リーガロイヤルホテル、30泊200万円の集中リハビリプラン発売

リーガロイヤルホテルが滞在型リハビリプランを販売。リハビリのための器具が並ぶ「ポラリスステイプレミアム」=24日、大阪市北区(南雲都撮影)
リーガロイヤルホテルが滞在型リハビリプランを販売。リハビリのための器具が並ぶ「ポラリスステイプレミアム」=24日、大阪市北区(南雲都撮影)

リーガロイヤルホテル(大阪市北区)は24日、歩行や食事など日常動作に支障のある高齢者らが、約1カ月滞在しながらリハビリを受けられるサービスを10月に始めると発表した。ホテル内の貸し会議室をリハビリ施設に改装。提携した介護支援業者がリハビリ指導する。コロナ禍で苦境にあるホテルだが「リハビリツーリズム」と銘打ち、新たな需要を開拓する。

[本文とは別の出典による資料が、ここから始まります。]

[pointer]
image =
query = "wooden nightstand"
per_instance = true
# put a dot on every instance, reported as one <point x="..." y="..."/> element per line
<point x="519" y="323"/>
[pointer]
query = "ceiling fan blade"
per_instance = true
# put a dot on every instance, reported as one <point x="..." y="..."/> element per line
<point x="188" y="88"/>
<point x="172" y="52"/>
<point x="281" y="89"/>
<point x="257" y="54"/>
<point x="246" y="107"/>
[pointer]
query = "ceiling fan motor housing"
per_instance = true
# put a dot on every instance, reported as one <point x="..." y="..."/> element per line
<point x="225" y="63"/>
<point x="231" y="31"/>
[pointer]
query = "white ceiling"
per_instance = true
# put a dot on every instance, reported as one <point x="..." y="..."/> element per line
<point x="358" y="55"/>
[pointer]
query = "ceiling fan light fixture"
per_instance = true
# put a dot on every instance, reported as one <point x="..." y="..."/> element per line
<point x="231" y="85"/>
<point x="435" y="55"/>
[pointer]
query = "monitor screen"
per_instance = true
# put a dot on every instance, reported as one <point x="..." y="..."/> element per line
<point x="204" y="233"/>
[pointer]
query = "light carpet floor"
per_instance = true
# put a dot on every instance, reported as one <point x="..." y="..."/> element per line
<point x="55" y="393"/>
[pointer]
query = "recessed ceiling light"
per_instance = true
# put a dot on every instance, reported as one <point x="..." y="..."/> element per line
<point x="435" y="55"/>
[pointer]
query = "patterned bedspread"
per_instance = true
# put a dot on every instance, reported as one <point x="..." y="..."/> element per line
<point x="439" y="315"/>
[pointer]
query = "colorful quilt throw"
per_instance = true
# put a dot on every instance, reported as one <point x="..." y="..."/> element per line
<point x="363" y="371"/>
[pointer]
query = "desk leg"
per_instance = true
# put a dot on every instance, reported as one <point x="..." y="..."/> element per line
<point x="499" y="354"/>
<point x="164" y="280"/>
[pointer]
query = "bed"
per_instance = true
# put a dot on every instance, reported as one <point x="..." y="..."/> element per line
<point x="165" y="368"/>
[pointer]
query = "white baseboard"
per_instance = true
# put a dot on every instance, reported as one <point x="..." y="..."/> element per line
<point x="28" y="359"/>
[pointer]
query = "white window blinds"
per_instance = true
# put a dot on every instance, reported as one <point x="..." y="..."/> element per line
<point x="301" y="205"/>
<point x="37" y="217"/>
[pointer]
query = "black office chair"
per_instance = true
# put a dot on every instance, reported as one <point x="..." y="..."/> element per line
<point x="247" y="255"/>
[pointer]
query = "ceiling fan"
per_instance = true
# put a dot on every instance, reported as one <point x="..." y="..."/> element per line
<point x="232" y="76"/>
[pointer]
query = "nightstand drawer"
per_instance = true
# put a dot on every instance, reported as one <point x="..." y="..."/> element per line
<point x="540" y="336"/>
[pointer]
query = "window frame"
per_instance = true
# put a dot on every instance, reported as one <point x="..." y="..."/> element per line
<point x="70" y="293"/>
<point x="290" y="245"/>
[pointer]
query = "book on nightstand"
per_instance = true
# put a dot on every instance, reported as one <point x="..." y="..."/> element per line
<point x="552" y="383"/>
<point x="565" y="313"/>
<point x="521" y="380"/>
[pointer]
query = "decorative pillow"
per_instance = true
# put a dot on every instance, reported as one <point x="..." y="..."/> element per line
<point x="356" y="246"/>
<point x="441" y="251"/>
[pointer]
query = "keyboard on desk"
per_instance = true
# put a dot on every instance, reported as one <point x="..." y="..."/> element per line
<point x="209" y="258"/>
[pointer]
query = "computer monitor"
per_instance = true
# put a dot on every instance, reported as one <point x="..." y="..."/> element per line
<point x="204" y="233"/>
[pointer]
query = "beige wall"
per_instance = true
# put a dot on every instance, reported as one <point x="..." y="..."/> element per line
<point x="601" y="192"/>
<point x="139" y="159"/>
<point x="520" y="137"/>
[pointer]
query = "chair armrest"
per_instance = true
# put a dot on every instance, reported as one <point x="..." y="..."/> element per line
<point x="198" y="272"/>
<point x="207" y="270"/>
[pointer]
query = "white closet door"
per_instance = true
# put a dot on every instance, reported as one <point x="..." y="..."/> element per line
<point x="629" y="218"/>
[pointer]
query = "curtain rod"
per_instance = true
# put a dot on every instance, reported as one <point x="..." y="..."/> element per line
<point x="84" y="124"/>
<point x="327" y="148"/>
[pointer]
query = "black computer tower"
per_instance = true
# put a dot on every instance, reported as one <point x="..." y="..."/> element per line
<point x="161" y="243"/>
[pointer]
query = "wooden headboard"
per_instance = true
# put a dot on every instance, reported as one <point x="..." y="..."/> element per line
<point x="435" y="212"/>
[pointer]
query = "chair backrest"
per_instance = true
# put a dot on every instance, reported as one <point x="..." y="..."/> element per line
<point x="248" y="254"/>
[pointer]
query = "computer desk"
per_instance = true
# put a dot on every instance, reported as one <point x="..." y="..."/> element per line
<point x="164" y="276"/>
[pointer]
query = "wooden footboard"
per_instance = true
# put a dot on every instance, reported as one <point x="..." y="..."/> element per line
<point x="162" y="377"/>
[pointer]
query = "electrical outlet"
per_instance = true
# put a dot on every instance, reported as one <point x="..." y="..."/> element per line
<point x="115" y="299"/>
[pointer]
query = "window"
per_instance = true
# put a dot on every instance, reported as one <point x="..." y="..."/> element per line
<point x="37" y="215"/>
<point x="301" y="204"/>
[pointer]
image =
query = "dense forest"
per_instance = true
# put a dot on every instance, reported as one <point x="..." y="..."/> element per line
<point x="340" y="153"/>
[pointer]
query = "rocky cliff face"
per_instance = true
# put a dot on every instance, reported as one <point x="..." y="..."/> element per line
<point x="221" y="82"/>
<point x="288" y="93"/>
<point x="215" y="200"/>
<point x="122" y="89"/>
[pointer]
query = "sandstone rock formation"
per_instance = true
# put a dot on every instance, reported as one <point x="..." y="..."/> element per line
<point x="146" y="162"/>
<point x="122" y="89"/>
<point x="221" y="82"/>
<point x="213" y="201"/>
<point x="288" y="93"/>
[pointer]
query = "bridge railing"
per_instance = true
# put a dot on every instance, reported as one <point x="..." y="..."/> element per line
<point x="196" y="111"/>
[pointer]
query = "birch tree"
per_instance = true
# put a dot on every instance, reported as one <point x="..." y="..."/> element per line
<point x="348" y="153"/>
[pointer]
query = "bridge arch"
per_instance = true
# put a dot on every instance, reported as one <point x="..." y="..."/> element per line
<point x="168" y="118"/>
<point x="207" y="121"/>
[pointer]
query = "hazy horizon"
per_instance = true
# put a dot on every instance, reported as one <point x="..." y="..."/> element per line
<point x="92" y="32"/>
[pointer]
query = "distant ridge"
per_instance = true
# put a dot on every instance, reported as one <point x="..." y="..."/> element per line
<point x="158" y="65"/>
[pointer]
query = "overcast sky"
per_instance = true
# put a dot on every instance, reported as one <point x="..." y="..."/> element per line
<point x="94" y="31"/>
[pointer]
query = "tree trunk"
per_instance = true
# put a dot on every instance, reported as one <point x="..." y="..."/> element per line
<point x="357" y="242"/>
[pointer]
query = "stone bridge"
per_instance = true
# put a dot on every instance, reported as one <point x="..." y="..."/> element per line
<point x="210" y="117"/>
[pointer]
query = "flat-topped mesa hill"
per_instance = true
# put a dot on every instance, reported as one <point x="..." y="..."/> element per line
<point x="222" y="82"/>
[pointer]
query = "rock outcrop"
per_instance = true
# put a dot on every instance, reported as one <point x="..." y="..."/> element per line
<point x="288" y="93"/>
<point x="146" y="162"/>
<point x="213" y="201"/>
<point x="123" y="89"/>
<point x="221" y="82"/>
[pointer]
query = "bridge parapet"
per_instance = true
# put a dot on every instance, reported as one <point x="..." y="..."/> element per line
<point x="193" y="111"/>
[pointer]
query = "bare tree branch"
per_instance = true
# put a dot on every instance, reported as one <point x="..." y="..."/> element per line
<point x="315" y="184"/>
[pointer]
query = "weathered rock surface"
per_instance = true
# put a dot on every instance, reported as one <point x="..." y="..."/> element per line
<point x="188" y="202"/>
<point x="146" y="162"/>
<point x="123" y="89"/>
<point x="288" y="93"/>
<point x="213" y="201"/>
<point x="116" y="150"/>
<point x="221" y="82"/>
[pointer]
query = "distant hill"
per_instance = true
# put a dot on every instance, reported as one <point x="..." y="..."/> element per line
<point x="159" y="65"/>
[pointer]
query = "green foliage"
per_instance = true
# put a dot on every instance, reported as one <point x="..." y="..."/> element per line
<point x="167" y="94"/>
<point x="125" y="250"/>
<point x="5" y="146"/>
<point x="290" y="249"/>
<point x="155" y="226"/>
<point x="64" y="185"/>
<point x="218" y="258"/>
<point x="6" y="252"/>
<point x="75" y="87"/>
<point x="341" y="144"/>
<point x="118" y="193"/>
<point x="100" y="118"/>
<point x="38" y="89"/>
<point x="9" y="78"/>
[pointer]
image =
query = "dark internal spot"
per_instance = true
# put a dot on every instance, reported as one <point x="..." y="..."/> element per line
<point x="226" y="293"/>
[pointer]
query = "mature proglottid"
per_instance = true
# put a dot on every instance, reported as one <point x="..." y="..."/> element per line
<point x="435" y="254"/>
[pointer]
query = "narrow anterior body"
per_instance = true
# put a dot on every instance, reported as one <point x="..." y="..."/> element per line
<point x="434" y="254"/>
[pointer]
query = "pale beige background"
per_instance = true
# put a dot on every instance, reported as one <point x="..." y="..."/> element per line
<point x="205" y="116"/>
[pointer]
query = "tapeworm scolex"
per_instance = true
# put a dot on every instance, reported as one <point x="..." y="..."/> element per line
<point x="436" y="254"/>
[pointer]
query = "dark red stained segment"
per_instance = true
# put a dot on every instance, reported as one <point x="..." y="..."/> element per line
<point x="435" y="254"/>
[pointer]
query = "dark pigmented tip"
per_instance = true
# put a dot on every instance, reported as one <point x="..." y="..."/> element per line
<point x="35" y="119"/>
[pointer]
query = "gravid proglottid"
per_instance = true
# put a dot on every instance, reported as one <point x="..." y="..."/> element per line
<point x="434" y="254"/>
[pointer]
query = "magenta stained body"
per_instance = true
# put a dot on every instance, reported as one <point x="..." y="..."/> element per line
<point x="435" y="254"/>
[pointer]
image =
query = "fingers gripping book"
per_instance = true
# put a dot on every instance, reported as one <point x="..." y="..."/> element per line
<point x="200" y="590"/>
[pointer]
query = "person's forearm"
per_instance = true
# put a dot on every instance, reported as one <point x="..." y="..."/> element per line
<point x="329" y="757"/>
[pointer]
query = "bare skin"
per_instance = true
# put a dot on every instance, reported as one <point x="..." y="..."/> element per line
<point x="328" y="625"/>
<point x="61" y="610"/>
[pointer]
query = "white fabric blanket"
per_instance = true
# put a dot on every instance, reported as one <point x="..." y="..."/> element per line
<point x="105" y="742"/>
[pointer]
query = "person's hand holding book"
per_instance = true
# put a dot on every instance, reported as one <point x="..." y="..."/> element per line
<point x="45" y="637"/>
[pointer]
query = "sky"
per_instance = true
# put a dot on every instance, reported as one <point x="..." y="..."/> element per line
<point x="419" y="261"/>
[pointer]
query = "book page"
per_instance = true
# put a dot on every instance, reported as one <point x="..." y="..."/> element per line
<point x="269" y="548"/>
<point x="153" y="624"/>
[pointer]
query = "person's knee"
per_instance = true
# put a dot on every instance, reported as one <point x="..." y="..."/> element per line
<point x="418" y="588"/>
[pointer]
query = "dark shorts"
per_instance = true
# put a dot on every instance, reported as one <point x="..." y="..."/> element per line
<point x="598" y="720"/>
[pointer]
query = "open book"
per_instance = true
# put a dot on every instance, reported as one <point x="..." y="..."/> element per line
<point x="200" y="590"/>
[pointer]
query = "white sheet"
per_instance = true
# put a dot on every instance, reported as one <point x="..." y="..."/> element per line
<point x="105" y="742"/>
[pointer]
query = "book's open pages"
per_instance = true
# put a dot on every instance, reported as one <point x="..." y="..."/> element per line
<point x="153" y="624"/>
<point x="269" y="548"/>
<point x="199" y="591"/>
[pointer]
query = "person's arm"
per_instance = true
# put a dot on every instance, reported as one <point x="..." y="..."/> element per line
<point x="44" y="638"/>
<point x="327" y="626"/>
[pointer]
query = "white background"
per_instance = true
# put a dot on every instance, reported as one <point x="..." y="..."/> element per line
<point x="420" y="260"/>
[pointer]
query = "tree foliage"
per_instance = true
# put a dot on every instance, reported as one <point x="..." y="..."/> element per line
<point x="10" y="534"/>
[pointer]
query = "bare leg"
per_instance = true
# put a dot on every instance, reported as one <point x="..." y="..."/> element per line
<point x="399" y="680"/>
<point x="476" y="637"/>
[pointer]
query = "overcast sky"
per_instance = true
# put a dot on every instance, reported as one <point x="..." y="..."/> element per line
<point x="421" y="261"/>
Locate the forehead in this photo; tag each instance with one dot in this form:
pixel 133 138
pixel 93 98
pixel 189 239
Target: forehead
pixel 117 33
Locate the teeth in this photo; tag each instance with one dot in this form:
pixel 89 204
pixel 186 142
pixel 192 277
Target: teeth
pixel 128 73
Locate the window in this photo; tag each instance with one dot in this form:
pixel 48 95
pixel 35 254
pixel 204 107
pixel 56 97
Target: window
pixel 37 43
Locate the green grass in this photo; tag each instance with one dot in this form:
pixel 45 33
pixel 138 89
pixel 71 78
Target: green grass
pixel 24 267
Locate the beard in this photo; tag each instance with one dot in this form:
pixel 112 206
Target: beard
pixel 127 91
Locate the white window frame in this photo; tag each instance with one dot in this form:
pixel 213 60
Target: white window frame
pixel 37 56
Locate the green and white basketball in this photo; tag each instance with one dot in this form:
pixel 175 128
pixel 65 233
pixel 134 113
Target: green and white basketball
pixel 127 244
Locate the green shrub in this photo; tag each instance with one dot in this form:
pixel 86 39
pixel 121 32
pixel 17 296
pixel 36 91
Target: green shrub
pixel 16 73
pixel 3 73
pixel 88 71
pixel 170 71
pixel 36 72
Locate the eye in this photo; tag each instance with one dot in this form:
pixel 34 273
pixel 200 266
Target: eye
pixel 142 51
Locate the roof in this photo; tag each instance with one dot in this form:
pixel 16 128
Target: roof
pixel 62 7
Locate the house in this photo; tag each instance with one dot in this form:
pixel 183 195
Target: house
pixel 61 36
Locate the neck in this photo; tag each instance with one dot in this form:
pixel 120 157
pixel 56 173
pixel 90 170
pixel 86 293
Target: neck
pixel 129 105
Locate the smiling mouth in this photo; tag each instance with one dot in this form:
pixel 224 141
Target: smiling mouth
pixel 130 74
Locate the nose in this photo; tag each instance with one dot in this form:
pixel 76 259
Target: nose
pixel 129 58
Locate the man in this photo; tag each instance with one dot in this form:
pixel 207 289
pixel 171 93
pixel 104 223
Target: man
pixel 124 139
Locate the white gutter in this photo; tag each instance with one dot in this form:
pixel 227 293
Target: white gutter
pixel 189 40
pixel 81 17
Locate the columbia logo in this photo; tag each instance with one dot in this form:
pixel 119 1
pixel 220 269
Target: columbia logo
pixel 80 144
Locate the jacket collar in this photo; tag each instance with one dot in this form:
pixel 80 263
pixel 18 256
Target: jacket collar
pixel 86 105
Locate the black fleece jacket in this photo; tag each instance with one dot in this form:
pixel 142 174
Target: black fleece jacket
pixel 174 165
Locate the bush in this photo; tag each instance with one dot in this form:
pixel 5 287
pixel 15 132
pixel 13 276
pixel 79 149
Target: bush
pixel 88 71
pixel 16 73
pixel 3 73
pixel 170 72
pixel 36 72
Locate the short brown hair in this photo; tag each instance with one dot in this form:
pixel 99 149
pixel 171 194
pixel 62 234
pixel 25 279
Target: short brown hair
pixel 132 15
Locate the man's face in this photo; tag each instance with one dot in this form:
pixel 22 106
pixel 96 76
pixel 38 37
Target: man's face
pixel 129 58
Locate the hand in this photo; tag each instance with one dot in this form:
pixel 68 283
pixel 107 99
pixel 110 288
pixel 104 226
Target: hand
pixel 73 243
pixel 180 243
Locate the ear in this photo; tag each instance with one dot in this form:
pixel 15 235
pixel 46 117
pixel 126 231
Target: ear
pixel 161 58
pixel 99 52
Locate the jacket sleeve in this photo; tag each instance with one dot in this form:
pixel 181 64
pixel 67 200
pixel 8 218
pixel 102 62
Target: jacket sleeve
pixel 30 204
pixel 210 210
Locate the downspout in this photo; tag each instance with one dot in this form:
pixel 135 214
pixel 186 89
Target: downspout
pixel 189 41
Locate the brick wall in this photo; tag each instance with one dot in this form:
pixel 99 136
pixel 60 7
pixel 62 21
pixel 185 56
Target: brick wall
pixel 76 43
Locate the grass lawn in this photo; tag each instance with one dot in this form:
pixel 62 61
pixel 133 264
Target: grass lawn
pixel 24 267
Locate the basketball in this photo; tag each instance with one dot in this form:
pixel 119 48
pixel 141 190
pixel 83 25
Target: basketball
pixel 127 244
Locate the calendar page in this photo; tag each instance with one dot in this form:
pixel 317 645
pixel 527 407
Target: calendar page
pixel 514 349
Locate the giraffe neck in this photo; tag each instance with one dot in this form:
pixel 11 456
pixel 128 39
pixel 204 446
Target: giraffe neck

リハビリ付きの滞在プランは、1室30泊196万円(朝食付)から。介護サービスを受ける人と介助者の計2人の利用を想定している。2泊3日の体験プラン(11万円~)もある。

国内約60カ所でデイサービス施設を運営するポラリス(兵庫県宝塚市)、脳卒中後遺症などのリハビリ事業を展開するワイズ(東京都港区)と提携。歩行や筋力トレーニングができる専用機器を7種類そろえ、スタッフが指導や補助に付く。

ワイズはすでに同ホテル内で「脳梗塞リハビリセンター」を運営しており、今回の滞在プランに参画。利用者は両社のリハビリプランを集中して受ける。また、宿泊する一部客室のトイレには、パナソニックが開発した便の状態を観察するセンサーを設置。介護事業者に自動的に記録が送信され、健康状態の観察に利用する。

インバウンド(訪日外国人客)の消失に苦しむ宿泊業界では、新規需要の開拓に工夫を凝らす。

テレワークの広がりで、ホテルに長く滞在してもらおうというサービスが登場。帝国ホテル東京(東京都千代田区)は3月、業界の先陣を切り、長期滞在型の宿泊プランを始めた。リーガロイヤルホテルも4月から、30泊15万円などのプランを投入している。約千室の同ホテルの客室稼働率は現在2~3割だが、長期滞在プランで提供している約60室の平均稼働率は6~7割と好調だ。

今回はコロナ禍で介護施設の利用を中断している人もいることに着目し、従来の長期滞在プランにリハビリを組み合わせた。蔭山秀一社長は「ホテルの新たな使い方としてリハビリツーリズムを提案したい」と意欲を示す。

ホテルは宿泊以外の事業でも打撃は深刻で、リーガロイヤルホテルに今回入居した介護施設は、貸し会議室を転用した。関西や東京のホテルでは、集客の改善が見込めないレストランを高価格帯客室専用のラウンジに改修するホテルも増えている。